In the early 1970’s he was deputy assistant secretary for tax policy in the Treasury Department and deputy undersecretary for international affairs in the Department of Labor. An authority on corporate mergers, he was a consultant to the Securities and Exchange Commission when New York City’s Board of Higher Education chose him to lead Baruch in 1977.

He became a strong voice for keeping the college relatively close to the financial industry, in the Flatiron district of Manhattan. There it serves as City University’s preparatory school for business managers.

Dr. Segall is survived by his wife of 45 years, Joan Downey Segall; a daughter, Patricia D. Coughlin of Shrewsbury, N.J.; two sisters, Sandra Levin of Bridgeport, and Arlyne Segall of Trumbull, Conn.; and one grandson. A daughter, Jamie, died in 1989.

Baruch College


Joel Segall, for 13 years the president of Baruch College, the home of the nations largest school of business, died on Thursday, October 9, 2003. He was 80 years old and lived for many years in Branford, Connecticut. Segall, a distinguished economist, was instrumental in developing the Master Plan that led to the creation of a permanent home for Baruch College on lower Lexington Avenue in Manhattan.

Joel Segall was born in Bridgeport, Connecticut, and educated at the University of Chicago, where he received an MBA in 1949, an AM in 1952, and a PhD in Economics in 1956. He taught at the University of Chicago for nearly 20 years, at one point serving as its director of doctoral programs.

On August 1, 1977, Segall became the third president of Baruch College, a position he held until 1990. At the same time, he was named professor of economics and finance.

During his tenure, there was considerable uncertainty about the future of Baruch College, including serious consideration of relocating an expanded Baruch campus to downtown Brooklyn. Segall resisted all such efforts and was instrumental in the campaign to keep Baruch anchored in Manhattan. When the Baruch College Library and Technology Center opened in 1994, Segall was present at the dedication and read a poem he had composed to celebrate the occasion.

He was interested in upgrading standards and creating a climate in which research could thrive,” said June ONeill, an economist and former director of the Congressional Budget Office. ONeill, whom Segall recruited in 1987, is the current director of the Center for Business and Government, which Segall established as a vehicle for research. During his tenure Segall also brought several well-known faculty members to the Zicklin School of Business, then known as the School of Business and Public Administration. Among them was Harry Markowitz, who won the 1990 Nobel Laureate in Economics.

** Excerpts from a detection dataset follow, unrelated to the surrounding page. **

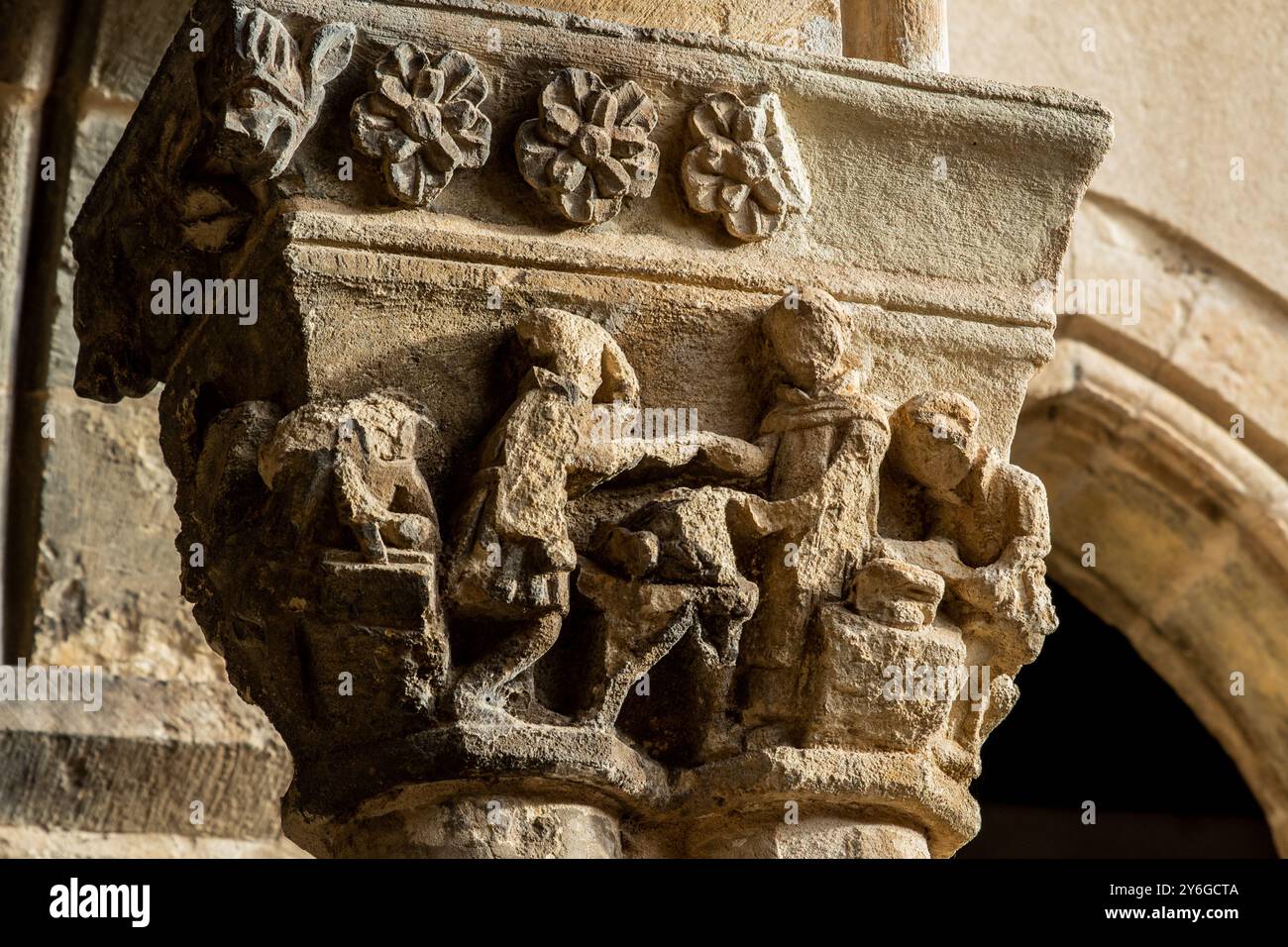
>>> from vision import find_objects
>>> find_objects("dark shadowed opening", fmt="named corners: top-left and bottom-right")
top-left (957, 587), bottom-right (1275, 858)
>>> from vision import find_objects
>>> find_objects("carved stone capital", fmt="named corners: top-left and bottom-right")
top-left (74, 0), bottom-right (1112, 857)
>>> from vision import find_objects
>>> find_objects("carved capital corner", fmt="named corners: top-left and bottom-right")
top-left (73, 0), bottom-right (1112, 857)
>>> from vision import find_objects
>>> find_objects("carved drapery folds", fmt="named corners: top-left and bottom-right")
top-left (73, 0), bottom-right (1111, 857)
top-left (514, 69), bottom-right (658, 224)
top-left (353, 43), bottom-right (492, 206)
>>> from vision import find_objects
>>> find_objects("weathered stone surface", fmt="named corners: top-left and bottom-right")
top-left (0, 678), bottom-right (291, 854)
top-left (74, 0), bottom-right (1112, 857)
top-left (952, 0), bottom-right (1288, 852)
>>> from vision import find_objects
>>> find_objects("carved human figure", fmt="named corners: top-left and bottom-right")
top-left (890, 393), bottom-right (1055, 674)
top-left (685, 290), bottom-right (889, 727)
top-left (883, 393), bottom-right (1056, 776)
top-left (259, 393), bottom-right (441, 563)
top-left (448, 309), bottom-right (752, 716)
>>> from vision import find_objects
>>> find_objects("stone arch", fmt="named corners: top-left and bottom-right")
top-left (1013, 198), bottom-right (1288, 853)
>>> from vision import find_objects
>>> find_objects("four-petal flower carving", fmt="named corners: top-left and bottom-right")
top-left (351, 43), bottom-right (492, 206)
top-left (514, 69), bottom-right (660, 224)
top-left (682, 91), bottom-right (810, 241)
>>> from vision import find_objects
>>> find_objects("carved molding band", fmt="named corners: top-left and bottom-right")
top-left (73, 0), bottom-right (1112, 856)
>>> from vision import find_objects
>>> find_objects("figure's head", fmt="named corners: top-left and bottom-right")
top-left (890, 391), bottom-right (979, 489)
top-left (515, 309), bottom-right (640, 404)
top-left (764, 290), bottom-right (866, 391)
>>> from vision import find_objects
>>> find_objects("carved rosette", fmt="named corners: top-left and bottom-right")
top-left (202, 7), bottom-right (357, 184)
top-left (351, 43), bottom-right (492, 207)
top-left (514, 69), bottom-right (660, 224)
top-left (682, 91), bottom-right (811, 241)
top-left (73, 0), bottom-right (1112, 857)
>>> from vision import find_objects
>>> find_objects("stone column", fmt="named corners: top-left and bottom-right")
top-left (841, 0), bottom-right (948, 72)
top-left (73, 0), bottom-right (1112, 857)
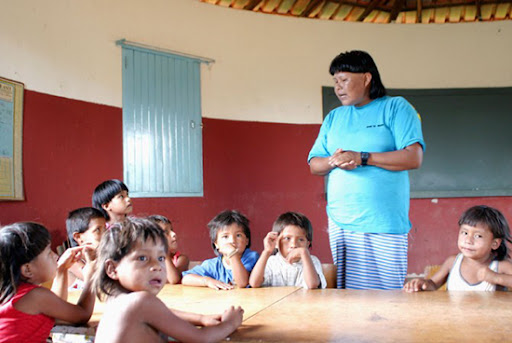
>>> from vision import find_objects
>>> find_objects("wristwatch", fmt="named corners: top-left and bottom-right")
top-left (361, 151), bottom-right (370, 166)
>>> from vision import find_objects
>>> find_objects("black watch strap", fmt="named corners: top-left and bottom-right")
top-left (361, 151), bottom-right (370, 166)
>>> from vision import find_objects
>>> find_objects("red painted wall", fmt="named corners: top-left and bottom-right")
top-left (0, 91), bottom-right (512, 273)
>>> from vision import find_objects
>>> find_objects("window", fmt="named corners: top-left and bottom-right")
top-left (118, 40), bottom-right (212, 197)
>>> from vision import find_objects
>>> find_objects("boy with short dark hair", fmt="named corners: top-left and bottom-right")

Prior to joining Baruch College, Joel Segall held two government positions in the Nixon Administration. He served as the deputy assistant secretary of the treasury department from 1970-72 and later as the deputy under secretary for international affairs in the Department of Labor.

Segall is survived by his wife, Joan, by his daughter, Patricia, and by a grandson Samuel, as well as by two sisters, Sandra and Arlyne.

University of Chicago Magazine

Joel E. Segall, MBA’49, AM’42, PhD’56, an economist and college president, died October 9 in Branford, CT.

He was 80. After serving in the Air Force during WW II, Segall taught at the Graduate School of Business for 20 years. In the 1970s he served as deputy assistant secretary for tax policy in the Treasury Department, deputy undersecretary for international affairs in the Department of Labor, and a consultant to the Securities and Exchange Commission. In 1977 he became president of Baruch College in New York. Survivors include his wife, Joan Downey Segall, AB’58; a daughter; two sisters; and one grandson.